I've seen similar issue and it was caused by pacemaker and resource-agents pacakges not being up to date. Cheking the sosreport-chrisj-controller-0-galera-bundle-upgrade-issue-20180110010619 I can see the pacemaker-1.1.16-12.el7_4.2.x86_64 package installed while on a system which got successfully upgraded I have pacemaker-1.1.16-12.el7_4.5.x86_64. Could you please check that the overcloud nodes have the rhel-ha-for-rhel-7-server-rpms repo enabled which provides pacemaker-1.1.16-12.el7_4.5? Thanks, Marius
Marius, It looks like all 3 failed environments were at pacemaker-1.1.16-12.el7_4.5.x86_64. BTW. we could perform heat stack-delete and then fresh openstack deploy without /usr/share/openstack-tripleo-heat-templates/environments/major-upgrade-composable-steps-docker.yaml extension, and fresh deployment worked ok.

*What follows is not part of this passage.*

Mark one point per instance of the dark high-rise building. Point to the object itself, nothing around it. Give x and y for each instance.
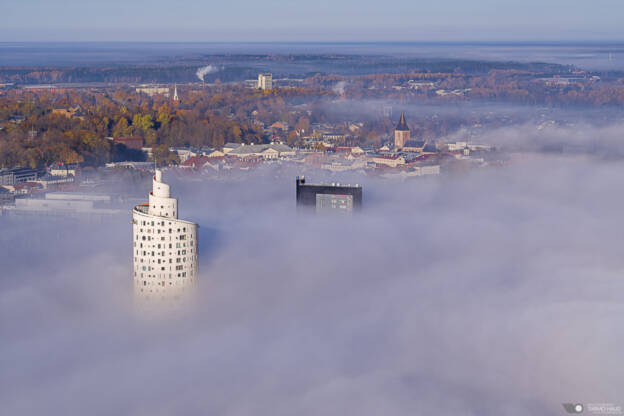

This indicates it's upgrade related issue and not configuration issue.
(In reply to Chris Janiszewski from comment #3) > Marius, > > It looks like all 3 failed environments were at > pacemaker-1.1.16-12.el7_4.5.x86_64. > > BTW. we could perform heat stack-delete and then fresh openstack deploy > without > /usr/share/openstack-tripleo-heat-templates/environments/major-upgrade- > composable-steps-docker.yaml extension, and fresh deployment worked ok. This > indicates it's upgrade related issue and not configuration issue. In case of a fresh deployment the packages come pre-installed inside the overcloud image so it's different compared to the upgrade where the packages get updated during the upgrade step. Would it be possible to attach the controller nodes sosreports from an environment which got pacemaker-1.1.16-12.el7_4.5.x86_64 at upgrade failure time? Checking the attached sosreport I could see pacemaker was at version 1.1.16-12.el7_4.2: ~/sosreport-chrisj-controller-0-galera-bundle-upgrade-issue-20180110010619>>> grep ^pacemaker-1 installed-rpms pacemaker-1.1.16-12.el7_4.2.x86_64 Mon Oct 2 19:41:00 2017 ~/sosreport-chrisj-controller-0-galera-bundle-upgrade-issue-20180110010619>>> grep 'Starting Pacemaker' var/log/cluster/corosync.log Jan 09 16:30:52 [2727] chrisj-controller-0 pacemakerd: notice: main: Starting Pacemaker 1.1.16-12.el7_4.2 | build=94ff4df features: generated-manpages agent-manpages ncurses libqb-logging libqb-ipc systemd nagios corosync-native atomic-attrd acls Jan 09 20:38:33 [2565] chrisj-controller-0 pacemakerd: notice: main: Starting Pacemaker 1.1.16-12.el7_4.2 | build=94ff4df features: generated-manpages agent-manpages ncurses libqb-logging libqb-ipc systemd nagios corosync-native atomic-attrd acls Jan 09 21:54:19 [268576] chrisj-controller-0 pacemakerd: notice: main: Starting Pacemaker 1.1.16-12.el7_4.2 | build=94ff4df features: generated-manpages agent-manpages ncurses libqb-logging libqb-ipc systemd nagios corosync-native atomic-attrd acls Also checking the /etc/yum.repos.d/osp12.repo file in the attached sosreport I couldn't find the rhel-ha-for-rhel-7-server-rpms repository which would provide a pacemaker package update.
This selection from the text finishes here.